Ludus Latrunculorum

Roman Empire  ·  Strategy

Ludus Latrunculorum

Roman Strategy Game · ~1st century BC

Command your legions. Capture the enemy commander. Master the game of Rome.

How to Play

Ludus Latrunculorum is a 2-player strategy game of capture and encirclement played on a grid board. Eliminate enough enemy pieces — or trap their Dux — to win.

  1. Pieces: Each side has regular latrones (soldiers) and one Dux (commander). The Dux is marked with a crown symbol on the board.
  2. Movement: Soldiers slide any number of squares horizontally or vertically (like a rook in chess), but cannot jump over pieces. The Dux moves the same way.
  3. Capture — Custodian rule: A piece is captured when it is sandwiched between two enemy pieces on opposite sides (horizontally or vertically). The board edge also counts as a hostile partner — a piece trapped against the edge by one enemy is captured.
  4. Safe sandwich: You may move a piece between two enemies without being captured — only a piece that ends its turn sandwiched is taken.
  5. The Dux: The commander cannot act as a capture partner when trapping enemy pieces — only regular soldiers may form the sandwich. The Dux itself can still be captured normally.
  6. Winning: The game ends when one side captures enough pieces to leave the opponent unable to make meaningful threats, or when the Dux is captured. The side with the most captures wins.
  7. Controls: Click a piece to select it (highlighted in gold), then click a destination square to move. The AI plays as Black. Toggle vs AI off for a local two-player game.
About Ludus Latrunculorum

Ludus Latrunculorum ("Game of Brigands" or "Game of Mercenary Soldiers") was one of the most popular strategy games of the Roman Empire, played from at least the 1st century BC through the 5th century AD. Roman legionaries carved boards into stone steps at forts and forums across the empire — from Hadrian's Wall to the deserts of North Africa.

The game was referenced by Ovid, Martial, and Varro, who praised it as a game of intellect and military virtue. Boards carved into stone steps at Roman forum sites have been found across Europe, the Middle East, and North Africa, testament to how widely the game was played.

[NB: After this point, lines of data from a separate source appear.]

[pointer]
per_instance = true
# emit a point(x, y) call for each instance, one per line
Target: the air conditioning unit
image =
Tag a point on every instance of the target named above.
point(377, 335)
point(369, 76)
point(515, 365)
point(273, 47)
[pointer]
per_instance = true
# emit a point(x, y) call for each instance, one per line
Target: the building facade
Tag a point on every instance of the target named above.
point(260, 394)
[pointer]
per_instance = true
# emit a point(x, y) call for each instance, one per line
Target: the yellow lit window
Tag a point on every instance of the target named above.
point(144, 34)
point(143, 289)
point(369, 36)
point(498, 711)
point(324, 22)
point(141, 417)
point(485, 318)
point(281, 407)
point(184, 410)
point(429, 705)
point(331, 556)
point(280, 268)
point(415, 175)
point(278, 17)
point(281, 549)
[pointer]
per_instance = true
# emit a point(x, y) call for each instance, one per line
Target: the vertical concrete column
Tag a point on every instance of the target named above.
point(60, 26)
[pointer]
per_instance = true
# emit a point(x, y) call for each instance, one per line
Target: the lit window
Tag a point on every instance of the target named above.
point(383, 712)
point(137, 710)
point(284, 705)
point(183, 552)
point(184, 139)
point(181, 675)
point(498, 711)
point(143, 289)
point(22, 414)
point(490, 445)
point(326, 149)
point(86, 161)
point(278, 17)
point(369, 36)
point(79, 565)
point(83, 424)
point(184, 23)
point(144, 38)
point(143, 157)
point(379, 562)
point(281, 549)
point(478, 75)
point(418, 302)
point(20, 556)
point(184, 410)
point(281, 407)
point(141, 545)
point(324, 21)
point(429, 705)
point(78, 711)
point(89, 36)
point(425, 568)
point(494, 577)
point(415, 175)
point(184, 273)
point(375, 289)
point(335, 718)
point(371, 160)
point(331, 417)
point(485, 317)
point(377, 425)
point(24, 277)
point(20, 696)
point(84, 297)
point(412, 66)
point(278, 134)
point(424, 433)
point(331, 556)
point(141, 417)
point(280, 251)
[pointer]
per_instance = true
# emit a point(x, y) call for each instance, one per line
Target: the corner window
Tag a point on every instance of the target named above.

The Dux ("commander") piece is explicitly mentioned in ancient sources as a special piece distinct from regular latrones (soldiers). The commander moved differently from ordinary pieces, though the exact rules for the Dux have been reconstructed from fragmentary sources. The custodian capture rule — surrounding a piece on two sides to remove it — is the game's defining mechanic, mirroring the Roman military practice of encirclement.